A exploração científica ordenada pela coroa aos "territórios das conquistas", levada a cabo segundo os princípios práticos e utilitários das Luzes, verifica-se entre nós uma década passada sobre o acontecimento que em 1772 a permitiria - a reforma da Universidade, com a criação da Faculdade de Filosofia, onde pela primeira vez se leccionaram as matérias englobadas no curso de História Natural e Química. Criada também a Academia Real das Ciências de Lisboa, que em 1789 lançaria o primeiro tomo das Memórias Económicas, estava preparado o terreno para consolidar o conhecimento global do país e ultramar, patrocinado então pelo príncipe D. José, sob a forma das Expedições Régias no segundo caso, mais conhecidas por viagens filosóficas - a Cabo Verde (João da Silva Feijó), a Angola (Ângelo Donati e Joaquim José da Silva), à Bahia, a Moçambique e Goa (Manuel Galvão da Silva) e à Amazónia (Alexandre Rodrigues Ferreira).

E repara-se que o organizador destas expedições científicas, que todas se iniciaram em 1783, Domingos Vandelli, lente de História Natural e Química, co-fundador da Academia, director do Real Jardim Botânico do Paço da Ajuda, não contemplou as ilhas do Golfo, ou pelo menos a estrategicamente mais importante para a coroa, São Tomé.

Não terá sido a exclusão motivada por desinteresse científico, sim por ao tempo a ciência considerar talvez já conhecida a ilha, sobretudo no que diz respeito à Botânica, e cabe mencionar árvores então admiradíssimas, os dragoeiros, descritos quer por Lineu quer por Vandelli, a partir de exemplares do Jardim de Alcântara e Índias Ocidentais. Os dragoeiros eram vulgares em São Tomé, como refere Lineu, que a Vandelli dedicou a Vandellia, como ele mesmo informa, numa das suas cartas a Domingos Vandelli, ao dizer que no tomo segundo do Systema Naturae acrescentara cerca de 50 novos géneros de plantas, entre os quais salienta um, memorável: "In tomo secundo circiter 50 Genera plantarum, quae antea non habui, adjeci, interque memorabile est Dracaena Vandellii" (in VANDELLI, 1788).

Nas suas memórias sobre as produções das conquistas, Vandelli demonstra conhecer não só as espécies de São Tomé como do Gabão.

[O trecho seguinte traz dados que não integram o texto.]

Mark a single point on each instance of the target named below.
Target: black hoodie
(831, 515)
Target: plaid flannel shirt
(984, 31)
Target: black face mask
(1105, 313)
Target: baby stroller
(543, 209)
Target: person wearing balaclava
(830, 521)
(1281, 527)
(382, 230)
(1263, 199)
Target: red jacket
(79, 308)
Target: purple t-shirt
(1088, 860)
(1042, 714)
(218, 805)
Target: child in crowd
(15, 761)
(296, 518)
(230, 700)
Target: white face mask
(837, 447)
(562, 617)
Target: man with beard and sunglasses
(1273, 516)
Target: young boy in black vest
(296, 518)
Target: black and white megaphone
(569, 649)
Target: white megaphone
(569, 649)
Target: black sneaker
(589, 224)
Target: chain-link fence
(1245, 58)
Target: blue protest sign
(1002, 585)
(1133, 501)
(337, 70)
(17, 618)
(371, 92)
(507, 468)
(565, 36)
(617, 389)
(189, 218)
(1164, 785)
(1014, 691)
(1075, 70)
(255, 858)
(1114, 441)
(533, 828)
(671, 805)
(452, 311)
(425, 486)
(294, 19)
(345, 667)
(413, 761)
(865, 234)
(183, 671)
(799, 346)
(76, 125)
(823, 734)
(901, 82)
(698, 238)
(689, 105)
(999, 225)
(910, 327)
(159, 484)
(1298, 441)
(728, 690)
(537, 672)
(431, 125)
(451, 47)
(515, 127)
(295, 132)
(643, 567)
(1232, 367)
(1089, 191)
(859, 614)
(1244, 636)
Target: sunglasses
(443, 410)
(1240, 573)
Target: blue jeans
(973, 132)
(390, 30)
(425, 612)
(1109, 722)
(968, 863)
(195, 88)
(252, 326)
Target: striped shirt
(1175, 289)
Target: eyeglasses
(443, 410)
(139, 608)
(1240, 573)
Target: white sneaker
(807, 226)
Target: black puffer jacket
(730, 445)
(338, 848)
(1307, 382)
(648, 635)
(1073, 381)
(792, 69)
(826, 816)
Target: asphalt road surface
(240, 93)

Manifesta o interesse que haveria em explorar para o comércio e indústria a planta do chá, a casca de certas árvores para o fabrico de tintas e cordas, a carcuma, gengibre, pimenta, a canela e o bálsamo de São Tomé (VANDELLI, 1789).

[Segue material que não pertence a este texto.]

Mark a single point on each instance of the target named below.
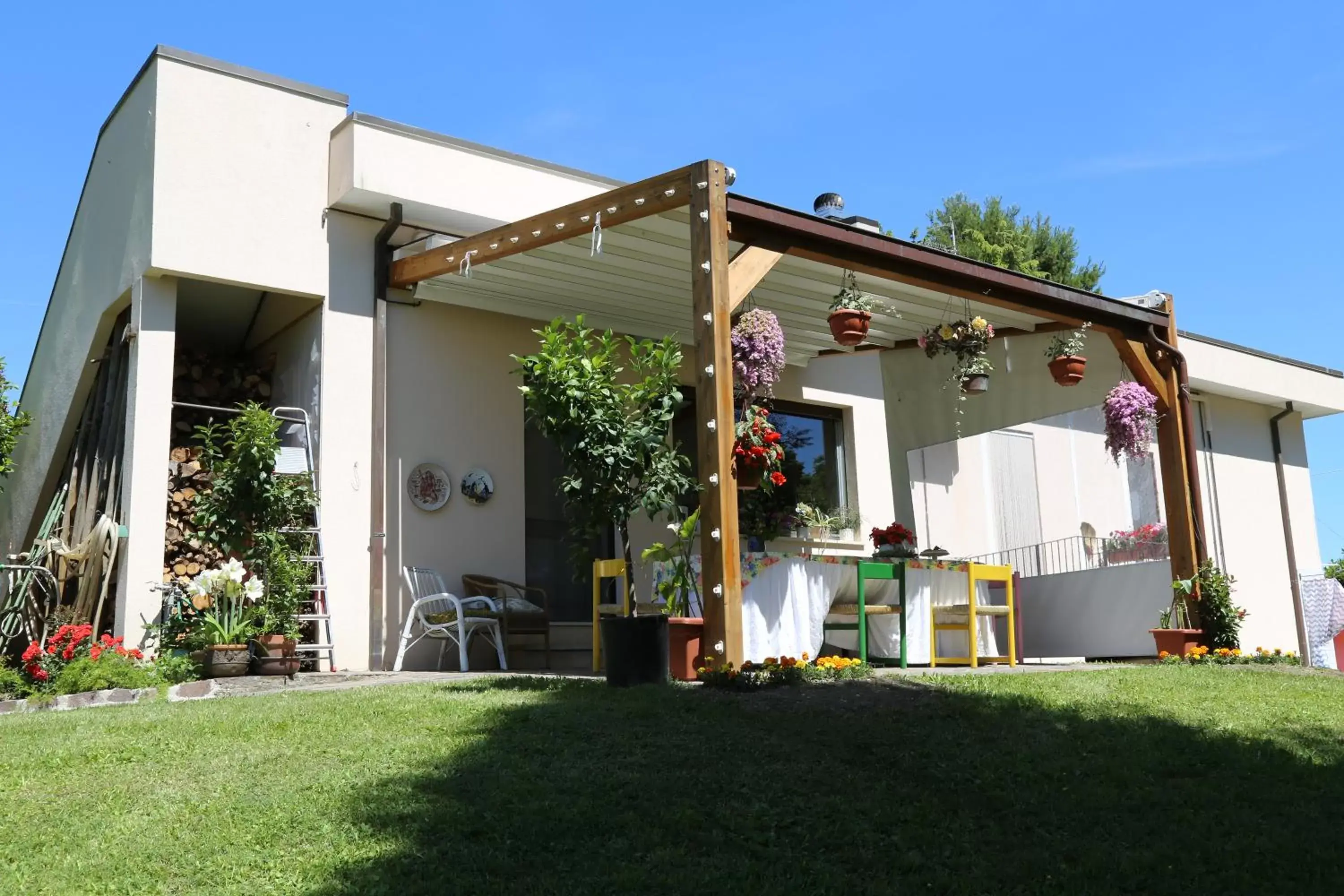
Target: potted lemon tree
(608, 406)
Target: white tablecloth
(784, 606)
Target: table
(787, 599)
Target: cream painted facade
(210, 174)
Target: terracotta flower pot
(685, 652)
(976, 385)
(1176, 642)
(1069, 370)
(277, 645)
(275, 656)
(226, 661)
(850, 327)
(748, 476)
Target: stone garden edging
(111, 698)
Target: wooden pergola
(737, 245)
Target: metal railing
(1076, 554)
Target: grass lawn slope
(1148, 780)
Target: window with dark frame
(814, 440)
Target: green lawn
(1148, 780)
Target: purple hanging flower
(1131, 417)
(757, 353)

As produções desta ilha eram portanto conhecidas no século XVIII, e não só em Portugal. Aliás, nos inventários do Museu Domenico Vandelli (CRUZ, 1976), que este trouxera consigo de Pádua em 1764, inventários elaborados de forma algo imprecisa em 1772, na altura em que as colecções foram compradas para núcleo inicial do museu de História Natural da Universidade, já ali figuram aves de São Tomé (e da Amazónia), facto absolutamente notável, se atendermos a que, cem anos depois, ao contabilizar o material existente no Museu de Lisboa, Bocage escreve: De São Tomé, país quase desconhecido, e de cuja exploração muito se deve esperar, possuimos apenas alguns objectos oferecidos pelos senhores Dr. Lúcio Augusto da Silva e Pedro A. Fernandes Pires, e consta-me que alguns outros acabam de chegar a Lisboa remetidos pelo governador da província, e coleccionados pelo cirurgião-mor, o Dr. Correia Nunes (BOCAGE, 1865).

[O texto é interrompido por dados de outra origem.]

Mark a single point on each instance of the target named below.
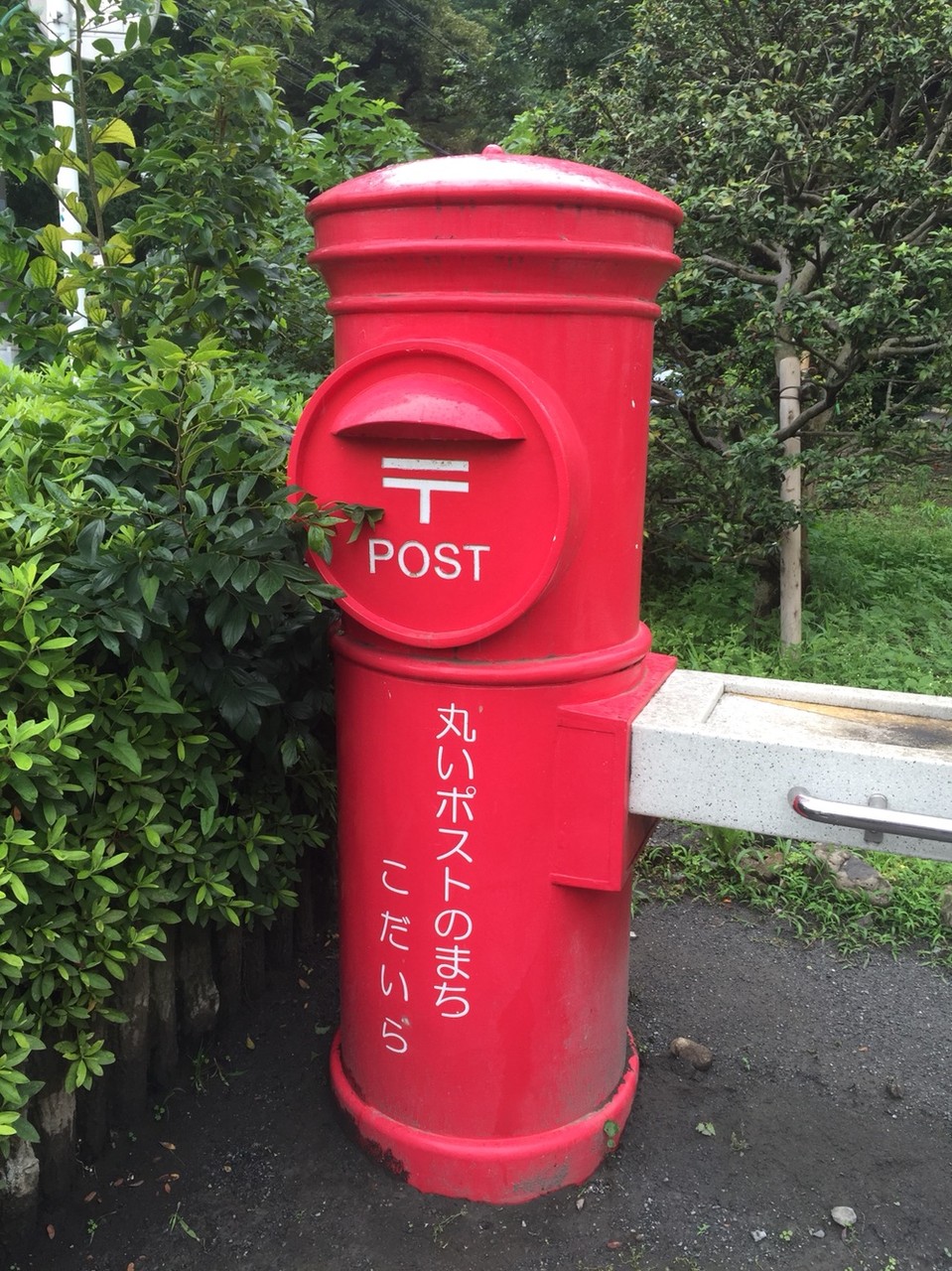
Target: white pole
(59, 21)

Nenhuma Expedição Régia tendo tido por alvo as ilhas do Golfo (tanto quanto se saiba de momento), só no século seguinte encontramos rasto de um conhecimento razoavelmente sistematizado dessas colónias portuguesas, tanto mais que a sistemática não era prioridade dos cientistas do século anterior, preocupados sobretudo com a saúde, bem estar dos indivíduos e com o desenvolvimento comercial e industrial das nações. Entre outros, C. Weiss (1847), R. Greeff (1884) e A. F. Moller (1885) também têm os nomes ligados à exploração, bem como, já no séc. XX, Ch. Gravier e A. Chevalier. Em todo o caso, as instruções publicadas sobre a forma de conservar e remeter exemplares tinham em mente motivar quaisquer funcionários (geralmente governadores, médicos e farmacêuticos) ou habitantes de boa vontade, a prestarem o seu contributo à inventariação. Por isso, Almada Negreiros pai, administrador de concelho em São Tomé, é também um dos nomes ligados à remessa de produtos naturais da ilha.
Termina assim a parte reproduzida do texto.